When setting up an AlwaysOn Availability Group with a synchronous replica you may find that the secondary replica never becomes synchronized and you are presented with the following error “Data synchronization state of some availability database is not healthy”. Effectively the databases restore to the replicas, but synchronization does not start.
The first thing to check is network connectivity.
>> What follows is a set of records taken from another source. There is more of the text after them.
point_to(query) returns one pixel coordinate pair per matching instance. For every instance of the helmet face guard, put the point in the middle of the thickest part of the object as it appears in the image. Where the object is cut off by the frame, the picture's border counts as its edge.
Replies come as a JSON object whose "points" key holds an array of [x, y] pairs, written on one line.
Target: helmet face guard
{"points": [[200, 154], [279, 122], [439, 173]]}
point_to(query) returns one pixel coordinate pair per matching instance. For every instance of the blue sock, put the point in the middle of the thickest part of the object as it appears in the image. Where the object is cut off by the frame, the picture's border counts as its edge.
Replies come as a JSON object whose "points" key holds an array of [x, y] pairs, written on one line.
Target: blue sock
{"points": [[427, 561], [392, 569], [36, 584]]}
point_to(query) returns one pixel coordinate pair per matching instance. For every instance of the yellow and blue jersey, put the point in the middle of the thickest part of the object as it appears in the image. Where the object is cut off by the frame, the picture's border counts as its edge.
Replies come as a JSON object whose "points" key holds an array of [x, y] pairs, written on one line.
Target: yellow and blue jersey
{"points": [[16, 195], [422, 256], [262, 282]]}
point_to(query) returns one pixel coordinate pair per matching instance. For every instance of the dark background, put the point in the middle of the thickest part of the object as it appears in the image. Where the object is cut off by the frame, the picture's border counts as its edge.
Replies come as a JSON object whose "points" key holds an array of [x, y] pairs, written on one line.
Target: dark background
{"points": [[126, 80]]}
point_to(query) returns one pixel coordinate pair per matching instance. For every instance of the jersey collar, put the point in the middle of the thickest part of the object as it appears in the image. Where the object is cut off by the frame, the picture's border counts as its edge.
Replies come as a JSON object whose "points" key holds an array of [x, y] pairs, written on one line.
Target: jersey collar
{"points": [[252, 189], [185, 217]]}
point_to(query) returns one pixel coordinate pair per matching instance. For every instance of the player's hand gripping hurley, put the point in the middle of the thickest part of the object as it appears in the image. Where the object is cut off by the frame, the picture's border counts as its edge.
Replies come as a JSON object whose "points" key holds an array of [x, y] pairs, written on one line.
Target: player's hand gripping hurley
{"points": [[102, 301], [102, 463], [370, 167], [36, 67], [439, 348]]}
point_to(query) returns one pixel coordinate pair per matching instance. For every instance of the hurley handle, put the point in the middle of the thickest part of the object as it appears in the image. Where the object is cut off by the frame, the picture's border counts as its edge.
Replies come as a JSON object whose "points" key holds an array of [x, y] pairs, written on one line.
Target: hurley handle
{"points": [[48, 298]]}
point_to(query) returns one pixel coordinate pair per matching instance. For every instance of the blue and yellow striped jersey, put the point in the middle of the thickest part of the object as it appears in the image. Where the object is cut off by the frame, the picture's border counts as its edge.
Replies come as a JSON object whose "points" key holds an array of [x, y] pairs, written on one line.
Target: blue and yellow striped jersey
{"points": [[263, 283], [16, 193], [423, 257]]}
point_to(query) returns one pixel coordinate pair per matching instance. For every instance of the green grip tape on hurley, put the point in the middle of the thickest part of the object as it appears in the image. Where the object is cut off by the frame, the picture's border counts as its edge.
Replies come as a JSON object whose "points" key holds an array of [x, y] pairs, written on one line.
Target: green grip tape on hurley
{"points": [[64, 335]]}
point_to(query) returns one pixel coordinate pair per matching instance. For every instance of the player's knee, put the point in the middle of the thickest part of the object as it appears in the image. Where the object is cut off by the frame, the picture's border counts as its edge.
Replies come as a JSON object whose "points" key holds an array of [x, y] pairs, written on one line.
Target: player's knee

We must bear in mind that the setup Wizard uses the netbios name and the endpoint then transmitts the compressed log stream uses the fully qualified domain name on the endpoint. (AlwaysOn uses the same endpoints as mirroring with the same default port - 5022)
In my case the cluster installs a hidden virtual network device for heartbeat communication and this network connection had made its way to the top of the binding order, messing up connectivity.
You can double check the network by using ipconfig to verify the binding order and also pinging the node and its partners to check correct IP addresses are used.
We can see from the below that the ip used is one from the failover cluster and not the proper network card
The screenshot below shows that routing is coming from the hidden failover
cluster virtual network and not the proper network card.
So what’s the solution ?
Two options spring to mind.
a) Use fixed IP addresses for all nodes and then add entries to the “hosts” files for both netbios and fqdn.
b) Download the Nvspbind tool to change the binding order from the command line
After using nvspbind and rebooting I now get the proper IP address and not the automatically assigned one from the hidden “Failover Cluster Virtual Network Interface” (see below).
Lessons for Production Servers for Always On
1. When setting up a Failover cluster for Always On consider using fixed IP addresses for nodes.
2. Do a ping test of both computer name and FQDN of all nodes before creating Availability Groups!